← Back to context

Comment by aspenmayer

11 days ago

I mean, I wouldn't care who referred the paying user. I would optimize my blog to serve free and paying users to the best of my ability. I would hope that I could do that but I don't know what you are trying to do with your blog. Most blogs could probably be self-hosted with some caching and static layout where possible to perhaps avoid needing to use Cloudflare. I guess you already have to be using CF to have access to these paying AI crawlers.

Do you think that there is $25 of value in the creation of your blog, to say nothing of value that AI may be able to extract from it? (I'm speaking hypothetically, as I haven't looked at your profile to see if you link your blog, but I will do so now.)

Edit: I have checked, and I've read your blog before. I think the answer to the question depends on who is asking but I don't know how you feel about the matter. I think asking for folks to pay for free things is a different value proposition than a pay-per-use fee, so the economics are different. You're also offering something different when you give away a blog and monetize access to a community or something similar, which is different still to accepting donations and so on. I don't know what you do for work or if you do your blog full time, but I think it's cool that you make it all the same.

> Do you think that there is $25 of value in the creation of your blog, to say nothing of value that AI may be able to extract from it?

I think the more pertinent question is: Can an AI company determine the value of that content automatically without seeing it? Because if they can’t, why would they pay for it?

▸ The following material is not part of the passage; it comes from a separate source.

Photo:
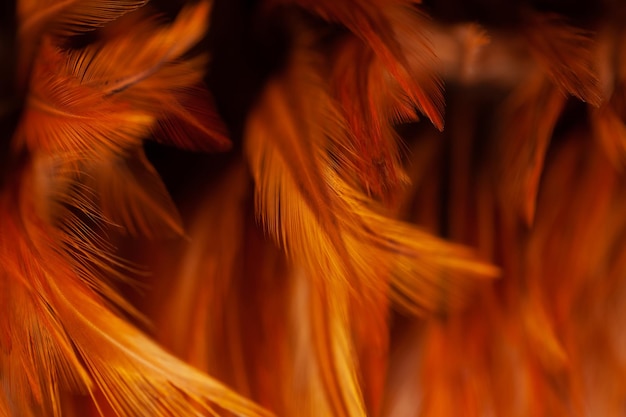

  • If they have lots of reasons to believe it could be relevant due to requests for content by name or reference, as well as citations and other knowledge graph links, I think they could run some kind of A/B test to see what the market will bear based on what they estimate the crawls per billing period would be.

  • If they won't pay for it, they can also kindly fuck off and not crawl my blog. Both are fine outcomes for me.

I pay $300/year for the privilege of being able to write what I want without the pressure to monetize or surveil my readers.

Some of my blog posts are linked by programming language docs for cryptography. Others have helped queer folks transition to a higher-paying tech career.

It's difficult to quantify either of those things in a dollar value. I've opted to not ever do so. But if I can make the AI slop machines pay to view my furry/tech ramblings, I will do enthusiastically.